On the number of subgroups of semidirect product

Question

Let $G=H\rtimes K$ be the semidirect product of the normal subgroup $H$ and the subgroup $K$. Let $D$ be a subgroup of $G$ such that $K\le D$. Does $D= (D\cap H)\rtimes K$?.

I believe that is true, so under this resut, does the number of subgroups of $G$ containing $K$ is the number of normal subgroups of $H$.

Thank you all.

Answer 1

Suppose that $G = HK$ for some subgroups $H$ and $K$, where $H \cap K = 1$ and $H \trianglelefteq G$.

Here are steps for the solution of the exercise:

• If $D$ is a subgroup of $G$ such that $K \leq D$, show that $D = (H \cap D)K$.
• Conclude that any subgroup of $G$ containing $K$ is of the form $D = H_0K$ for some $H_0 \leq H$.
• Let $H_0 \leq H$. Show that $H_0K$ is a subgroup of $G$ if and only if $kH_0k^{-1} = H_0$ for all $k \in K$.

So the number of subgroups of $G$ containing $K$ is precisely the number of subgroups of $H$ that are normalized by $K$.

In general this might not have that much to do with the normal subgroups of $H$.

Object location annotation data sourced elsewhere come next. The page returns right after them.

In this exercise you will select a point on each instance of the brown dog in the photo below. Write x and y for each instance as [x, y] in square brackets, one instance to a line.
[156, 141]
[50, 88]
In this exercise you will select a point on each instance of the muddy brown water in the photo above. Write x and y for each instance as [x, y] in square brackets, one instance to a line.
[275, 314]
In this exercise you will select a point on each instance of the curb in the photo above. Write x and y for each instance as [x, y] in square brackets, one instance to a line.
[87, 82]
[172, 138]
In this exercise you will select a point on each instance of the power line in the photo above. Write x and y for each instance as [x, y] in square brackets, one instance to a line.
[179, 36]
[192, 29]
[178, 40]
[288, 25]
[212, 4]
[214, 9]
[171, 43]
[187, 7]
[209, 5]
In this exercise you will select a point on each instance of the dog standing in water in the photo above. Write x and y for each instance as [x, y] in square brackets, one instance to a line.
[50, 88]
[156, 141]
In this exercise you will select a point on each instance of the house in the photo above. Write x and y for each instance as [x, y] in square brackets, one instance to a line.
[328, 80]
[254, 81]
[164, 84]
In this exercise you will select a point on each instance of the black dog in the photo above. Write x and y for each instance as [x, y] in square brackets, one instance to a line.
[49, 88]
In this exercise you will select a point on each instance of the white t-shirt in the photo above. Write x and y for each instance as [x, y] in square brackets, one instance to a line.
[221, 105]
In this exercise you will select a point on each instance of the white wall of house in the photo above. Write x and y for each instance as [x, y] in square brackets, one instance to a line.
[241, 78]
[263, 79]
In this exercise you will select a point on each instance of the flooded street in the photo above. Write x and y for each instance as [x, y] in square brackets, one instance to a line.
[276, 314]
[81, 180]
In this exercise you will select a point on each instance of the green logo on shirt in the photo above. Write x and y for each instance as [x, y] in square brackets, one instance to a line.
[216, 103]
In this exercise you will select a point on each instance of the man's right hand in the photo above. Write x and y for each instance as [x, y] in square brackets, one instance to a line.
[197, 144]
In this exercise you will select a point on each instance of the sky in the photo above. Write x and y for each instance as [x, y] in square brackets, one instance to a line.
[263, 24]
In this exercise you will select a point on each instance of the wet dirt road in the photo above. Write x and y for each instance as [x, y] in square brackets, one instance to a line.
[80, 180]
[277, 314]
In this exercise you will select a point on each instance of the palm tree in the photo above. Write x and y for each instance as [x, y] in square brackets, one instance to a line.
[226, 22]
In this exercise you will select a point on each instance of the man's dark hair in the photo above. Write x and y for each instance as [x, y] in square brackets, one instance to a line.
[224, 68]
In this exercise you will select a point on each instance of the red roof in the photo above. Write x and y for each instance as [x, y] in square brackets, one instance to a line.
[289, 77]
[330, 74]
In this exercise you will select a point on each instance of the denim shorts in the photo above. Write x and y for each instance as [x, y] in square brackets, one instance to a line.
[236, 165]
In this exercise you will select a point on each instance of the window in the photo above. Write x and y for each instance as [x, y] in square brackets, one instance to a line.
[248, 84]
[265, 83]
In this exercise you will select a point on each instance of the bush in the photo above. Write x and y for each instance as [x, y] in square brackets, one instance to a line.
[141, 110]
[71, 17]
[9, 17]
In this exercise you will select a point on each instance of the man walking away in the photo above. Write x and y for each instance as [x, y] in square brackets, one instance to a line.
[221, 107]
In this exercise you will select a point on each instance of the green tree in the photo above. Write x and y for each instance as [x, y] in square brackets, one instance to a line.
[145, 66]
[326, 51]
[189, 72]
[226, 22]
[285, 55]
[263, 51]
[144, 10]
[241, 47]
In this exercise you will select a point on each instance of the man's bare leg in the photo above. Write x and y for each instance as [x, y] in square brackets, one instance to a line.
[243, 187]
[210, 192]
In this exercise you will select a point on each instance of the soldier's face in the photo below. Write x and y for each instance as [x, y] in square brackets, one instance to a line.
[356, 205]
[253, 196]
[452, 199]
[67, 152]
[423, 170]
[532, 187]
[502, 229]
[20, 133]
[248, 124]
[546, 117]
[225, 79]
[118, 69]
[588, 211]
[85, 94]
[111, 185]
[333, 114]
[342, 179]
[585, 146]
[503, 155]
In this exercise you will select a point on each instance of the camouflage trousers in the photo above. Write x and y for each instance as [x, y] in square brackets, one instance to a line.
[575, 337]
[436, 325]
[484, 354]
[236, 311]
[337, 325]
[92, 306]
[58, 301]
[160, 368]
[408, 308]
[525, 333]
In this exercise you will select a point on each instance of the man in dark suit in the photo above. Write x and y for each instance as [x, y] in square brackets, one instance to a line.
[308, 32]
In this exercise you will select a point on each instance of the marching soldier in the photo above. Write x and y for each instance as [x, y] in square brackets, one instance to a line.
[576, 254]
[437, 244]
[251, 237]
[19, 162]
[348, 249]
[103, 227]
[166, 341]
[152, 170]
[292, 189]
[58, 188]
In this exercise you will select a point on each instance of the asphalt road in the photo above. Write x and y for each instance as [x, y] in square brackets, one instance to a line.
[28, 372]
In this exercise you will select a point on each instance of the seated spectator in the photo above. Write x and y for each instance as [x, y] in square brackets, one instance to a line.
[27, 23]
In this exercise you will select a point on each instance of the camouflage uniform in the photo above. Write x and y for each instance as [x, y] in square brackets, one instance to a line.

Just to give an example, consider $G = H \rtimes K$ for $H = S_n$ and $K = \langle \phi \rangle$, where $\phi$ is an inner automorphism of $H$ acting by conjugation with a transposition. There are not too many normal subgroups of $H$, but there are a quite a few subgroups of $H$ normalized by $\phi$.